There is a lot of attention on healthcare reform, including reforms in population health. These discussions about transforming healthcare often include the changing role of nurses — for good reason.
Registered nurses (RNs) are, by far, the largest healthcare group of healthcare professionals. As such, RNs have a lot of power when it comes to achieving change. Earning a Bachelor of Science in Nursing (BSN) can prepare RNs to excel in population health.
The online RN to BSN program from the University of Southern Indiana (USI) covers current topics in population health. RNs graduate with advanced skills and knowledge to improve the health and well-being of their patients and their communities.
What Is Population Health?
Population health, along with improving care and reducing costs, is a framework for transforming the nation's healthcare system. This approach is known as the "triple aim" in healthcare.
The National Advisory Council on Nurse Education and Practice (NACNEP) provides the following commonly accepted definition of population health: "the health outcomes of a group of individuals, including the distribution of such outcomes within the group."
Population health may seem anything but patient-centered. But a population health approach does not mean RNs stop caring for their patients. In "Catalysts for Change," the Robert Wood Johnson Foundation points out that "nurses are educated to consider health issues within a broad context that includes the social determinants of health."
Social determinants also affect the health of a population. The Centers for Disease Control and Prevention describe social determinants of health as "conditions in the places where people live, learn, work and play." Poverty, for example, may limit access to healthy foods and safe neighborhoods.
As an ethical standard, RNs are already addressing social determinants that impact health outcomes, including healthcare disparities. For example, lack of access to healthcare is common for rural residents. NACNEP points to telecommunication technology as a way to reduce health disparities and promote better health in the patient population.
Completing an RN to BSN Program Helps Nurses Keep Pace With Population Health
The nursing profession is always moving forward. Just look at how nursing has changed since the days of Florence Nightingale.
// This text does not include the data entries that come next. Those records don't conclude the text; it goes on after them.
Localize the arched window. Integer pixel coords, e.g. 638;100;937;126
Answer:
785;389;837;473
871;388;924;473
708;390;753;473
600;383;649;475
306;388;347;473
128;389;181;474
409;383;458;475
At the time, nursing was not considered a profession worthy of respect. Today, the nursing profession is held in the highest regard.
Nursing education is a major area of change, moving from minimal training to today's licensure requirements. Nursing education is always evolving to prepare nurses for new roles like those in population health, for example.
Completing an RN to BSN program gives RNs an opportunity to develop stronger professional skills in areas not typically covered in two-year nursing programs. USI's RN to BSN coursework, for example, focuses on the knowledge and skills RNs need to shift to a population-based approach.
USI's RN to BSN coursework covers population health competencies in areas most relevant to nursing practice:
- Population-focused health and professional nursing guidelines
- Population-focused nursing practice to improve the health of a community or population
- Evidence-based practice for high-quality care
- Nursing informatics, such as with data-driven strategies for population health
- Leadership theories, principles and practices, to support RNs in partnering with others to improve patient outcomes
Healthcare is constantly changing, and nurses have a lot to keep up with. A commitment to lifelong learning is a requirement of the Code of Ethics for Nurses. Earning a BSN is an important step in this professional growth. USI's RN to BSN program prepares RNs for changing roles in nursing.